I started my adventures in organic gardening almost by accident when I decided to enter my garden in the Amherst garden walk this spring.

organic gardening column
Euphorbia seguieriana

As I was filling out the application, I had a dilemma: what boxes should I check to describe the various features of my garden?

Sculptures? Nope.

Native Plants? Not so much.

Pond? Nada.

Arbors/Pergolas? Seriously?

I was getting worried. What did I have to offer that makes my garden unique? Then there appeared my opportunity:

Organics? Yes! Yes, I will garden organically from now on if it means I can have one precious box to check on my garden walk application!

So that’s how I joined the ranks of the organic gardeners.

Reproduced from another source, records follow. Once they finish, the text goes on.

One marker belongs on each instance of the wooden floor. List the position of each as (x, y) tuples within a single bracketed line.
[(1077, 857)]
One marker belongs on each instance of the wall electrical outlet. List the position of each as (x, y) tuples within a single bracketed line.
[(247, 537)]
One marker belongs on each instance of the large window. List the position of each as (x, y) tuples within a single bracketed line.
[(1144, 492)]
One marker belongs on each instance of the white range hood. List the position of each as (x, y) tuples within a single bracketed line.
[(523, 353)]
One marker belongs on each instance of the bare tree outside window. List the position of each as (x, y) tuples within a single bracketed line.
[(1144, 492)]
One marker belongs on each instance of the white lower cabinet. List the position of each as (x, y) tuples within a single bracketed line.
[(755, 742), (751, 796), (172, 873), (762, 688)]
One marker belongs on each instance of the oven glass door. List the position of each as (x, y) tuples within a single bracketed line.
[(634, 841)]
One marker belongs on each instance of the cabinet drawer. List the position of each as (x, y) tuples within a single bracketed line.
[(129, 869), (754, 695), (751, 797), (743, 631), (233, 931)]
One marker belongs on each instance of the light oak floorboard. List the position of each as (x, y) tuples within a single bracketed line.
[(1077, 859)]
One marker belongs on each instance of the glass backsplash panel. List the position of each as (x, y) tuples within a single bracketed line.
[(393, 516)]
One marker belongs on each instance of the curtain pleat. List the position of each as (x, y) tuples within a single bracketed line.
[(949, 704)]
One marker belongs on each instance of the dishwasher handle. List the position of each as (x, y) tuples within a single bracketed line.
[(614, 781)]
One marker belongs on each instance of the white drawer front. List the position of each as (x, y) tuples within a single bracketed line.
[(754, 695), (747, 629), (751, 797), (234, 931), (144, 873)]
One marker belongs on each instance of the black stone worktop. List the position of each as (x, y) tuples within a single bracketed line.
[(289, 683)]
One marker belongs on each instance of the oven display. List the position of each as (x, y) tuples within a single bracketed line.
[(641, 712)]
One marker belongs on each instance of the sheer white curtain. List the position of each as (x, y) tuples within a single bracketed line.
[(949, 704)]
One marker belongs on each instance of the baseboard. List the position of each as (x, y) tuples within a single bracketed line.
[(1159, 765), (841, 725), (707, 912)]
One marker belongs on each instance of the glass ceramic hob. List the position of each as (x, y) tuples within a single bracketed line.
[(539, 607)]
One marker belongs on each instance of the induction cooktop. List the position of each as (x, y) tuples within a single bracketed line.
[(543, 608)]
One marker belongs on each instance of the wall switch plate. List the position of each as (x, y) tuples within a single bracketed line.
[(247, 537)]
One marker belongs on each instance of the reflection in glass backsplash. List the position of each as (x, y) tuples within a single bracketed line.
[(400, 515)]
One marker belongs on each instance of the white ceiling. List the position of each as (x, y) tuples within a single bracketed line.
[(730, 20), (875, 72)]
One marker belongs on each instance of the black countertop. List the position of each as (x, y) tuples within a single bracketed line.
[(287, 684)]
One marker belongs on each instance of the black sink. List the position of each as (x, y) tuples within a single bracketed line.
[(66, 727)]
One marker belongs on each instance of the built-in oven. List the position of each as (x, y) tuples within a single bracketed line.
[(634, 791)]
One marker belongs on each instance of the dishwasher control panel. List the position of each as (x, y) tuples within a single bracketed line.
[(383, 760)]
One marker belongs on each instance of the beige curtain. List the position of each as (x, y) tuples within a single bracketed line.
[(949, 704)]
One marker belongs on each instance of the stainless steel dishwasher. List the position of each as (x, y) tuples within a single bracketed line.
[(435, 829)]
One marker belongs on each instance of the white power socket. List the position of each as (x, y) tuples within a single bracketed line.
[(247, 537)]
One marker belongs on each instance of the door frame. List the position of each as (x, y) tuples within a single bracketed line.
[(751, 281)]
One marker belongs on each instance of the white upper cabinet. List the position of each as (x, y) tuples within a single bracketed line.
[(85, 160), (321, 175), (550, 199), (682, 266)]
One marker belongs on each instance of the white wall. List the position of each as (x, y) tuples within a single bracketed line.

Now that I’m in the organic mindset I admit there are a few other, more traditional reasons I found to shelve the herbicides, too. I’m in my reproductive years, and years from now I don’t want to worry about the consequences of spraying one miserable dandelion. If you have to wear gloves and shouldn’t inhale and need to wash for 15 minutes if the spray gets on your skin, why would I even consider using it? The idea of spraying a dandelion in the middle of my garden at the potential expense of my health or ability to have healthy children is not the easy decision it once was. It’s scary.

It seems that people want that instant gratification achieved with herbicides. Hey, I can appreciate instant gratification. Honestly, I love my high-speed Internet access, the Buy It Now feature on eBay, and the fact that the coffee shop down the street has a sign that tells its employees to strive to serve the customer their nonfat-caramel-latte-hold-the-whipped-cream within 45 seconds.

As long as we’re getting honest here, yes, my garden has weeds. However, it had just as many weeds when I was using artificial herbicides. I’d be willing to bet my Euphorbia seguieriana (my prized plant that took me three years to find) that you have weeds, too. If your garden is going to have weeds anyway, why not give up the herbicides and have a cleaner garden and cleaner environment? Makes sense, right?

Well, there you have it. I started organic gardening not out of a deep desire to be a steward of the planet, but so that I could check a box on an application. Hey, I could do a lot worse.

In my next installment of this column, I will discuss just what exactly is industrial strength acetic acid, and why I’m lugging around boiling water on a 90-degree day.

Laura’s garden will be on the Amherst Garden Walk July 17 (rain date July 18).

2 Comments on “Join me as I dive into organic gardening

  1. What have you found in terms of organic methods to diminish/eliminate the nasty Japanese beetles. They used to infest my roses and now they are eating White birch leaves and Christmas holly bush. jaime

  2. Jaime,
    I’m going to try the following recipe for my vegetable garden:

    1 cup water
    1/4 cup sugar
    1 mashed banana
    1 pkg dry yeast

    mix these together & put in a narrow-necked container (soda, milk, etc) near affected plants.